The building is typical Dutch Revival style, with a peaked brick arch with an opening inside, and oversized and contrasting cornerstones.

217 Front St.

The western half of the Lynden Pioneer Museum was built in 1911; the eastern half was added in 1984. Inside you’ll find the original wood floors. The weight lock trusses used in the building require no nails or screws; the weight of the roof itself locks everything into place. The large double doors were initially used to bring tractors in and out of the building. The museum is now home to the largest collection of horse-drawn vehicles in the state, among other timeless pieces of history.

321 Front St.

The Jansen Art Center combines two buildings. The eastern portion was built as the Steinhauser building in 1912, housing Knapp Furniture upstairs and a funeral parlor downstairs – a common combination in the US in the 1900s. The western half was built in 1928 and served as the fire station, library and City Hall. The roof tower still holds the original city fire alarm, Big Oly and inside are cells from the old town jail. The structure depicts Spanish colonial revival style (one of two such buildings in WA). Renovated in 2012, the J houses art studios, piano lounge, performance hall, art gallery, cafe, and gift shop. 

405 Front St.

Built in 1909 as City Drug Pharmacy, this building is now known as Rustler’s Front Street Grill. It has its original wood floors and a tin ceiling. 

413 Front St.

The building was built in 1906 as the Palace Hotel. It has an archway over the door that was the grand entrance to welcome patrons. The archway is now hidden by the green awning, but the original dental molding remains. 

417 Front St.

Lynden Paint is also known as the Dyk Building, the original name found on the building. It was designed as a professional building in 1921 with offices for dentists and lawyers. It also housed an early post office and was the original location for Peoples Bank, which has grown to have over 24 locations. Peoples Bank is still a major contributor to events in Lynden. 

421 Front St.

Built as a bakery around 1910, the Lynden Dutch Bakery building still has its tile roof, common in Holland. Despite several name changes, the site remains a bakery, making this building the oldest in the city to house the same trade. 

513/515 Front St.

The Frith Building is now home to Katz Coffee & Books, but a metal shop occupied this spot when it was built in 1920. The building has the original wood flooring and tin ceiling from when it was a Farmers Equipment. The front of the building is entirely tin construction. 

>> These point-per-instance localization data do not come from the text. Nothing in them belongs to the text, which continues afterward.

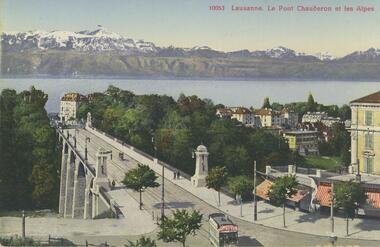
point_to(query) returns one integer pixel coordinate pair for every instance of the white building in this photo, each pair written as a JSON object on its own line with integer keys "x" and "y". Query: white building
{"x": 268, "y": 118}
{"x": 313, "y": 117}
{"x": 243, "y": 115}
{"x": 70, "y": 103}
{"x": 289, "y": 118}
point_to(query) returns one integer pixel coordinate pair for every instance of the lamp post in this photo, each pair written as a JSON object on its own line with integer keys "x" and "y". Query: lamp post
{"x": 23, "y": 224}
{"x": 163, "y": 180}
{"x": 254, "y": 193}
{"x": 85, "y": 147}
{"x": 333, "y": 237}
{"x": 358, "y": 176}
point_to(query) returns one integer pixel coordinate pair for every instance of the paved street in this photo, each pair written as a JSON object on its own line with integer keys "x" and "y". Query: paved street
{"x": 180, "y": 194}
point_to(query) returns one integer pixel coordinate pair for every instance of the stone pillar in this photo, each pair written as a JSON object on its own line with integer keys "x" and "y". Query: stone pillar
{"x": 62, "y": 191}
{"x": 88, "y": 204}
{"x": 201, "y": 167}
{"x": 69, "y": 185}
{"x": 79, "y": 191}
{"x": 100, "y": 180}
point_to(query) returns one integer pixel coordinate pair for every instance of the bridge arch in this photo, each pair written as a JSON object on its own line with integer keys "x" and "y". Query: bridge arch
{"x": 80, "y": 191}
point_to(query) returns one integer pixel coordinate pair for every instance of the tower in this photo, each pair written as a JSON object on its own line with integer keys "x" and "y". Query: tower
{"x": 201, "y": 167}
{"x": 101, "y": 179}
{"x": 89, "y": 120}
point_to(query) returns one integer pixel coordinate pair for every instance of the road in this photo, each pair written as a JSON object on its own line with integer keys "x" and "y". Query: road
{"x": 176, "y": 197}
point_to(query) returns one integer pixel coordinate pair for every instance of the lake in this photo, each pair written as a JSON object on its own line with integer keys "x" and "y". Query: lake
{"x": 231, "y": 93}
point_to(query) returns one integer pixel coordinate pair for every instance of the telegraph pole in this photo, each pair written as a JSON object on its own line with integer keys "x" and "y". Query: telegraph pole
{"x": 162, "y": 182}
{"x": 254, "y": 193}
{"x": 358, "y": 176}
{"x": 23, "y": 224}
{"x": 333, "y": 237}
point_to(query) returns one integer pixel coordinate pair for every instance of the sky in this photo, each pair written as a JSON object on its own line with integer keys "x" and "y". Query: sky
{"x": 190, "y": 23}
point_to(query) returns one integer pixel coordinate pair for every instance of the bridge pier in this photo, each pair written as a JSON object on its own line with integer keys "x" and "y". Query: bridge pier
{"x": 69, "y": 185}
{"x": 62, "y": 191}
{"x": 79, "y": 191}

Now occupied by Originals by Chad & Compass Point Survey, the Woods Building was built in 1915 by Dr. Frank Woods, evident from the top where his name and initial can be found. The arches and name print follow the art deco style.

521 Front St.

Dr. Woods was a pioneer in women’s health, and his book, The Woman Pays, is still required reading at the University of Washington Medical School. 

655 Front St.

Our tour ends with the iconic windmill located at The Mill Inn. The windmill first opened in 1987 when the Dutch Village was created from a former car dealership. The Mill Inn opened in 2016 with 3 of its 7 guest rooms located inside the 72-foot windmill.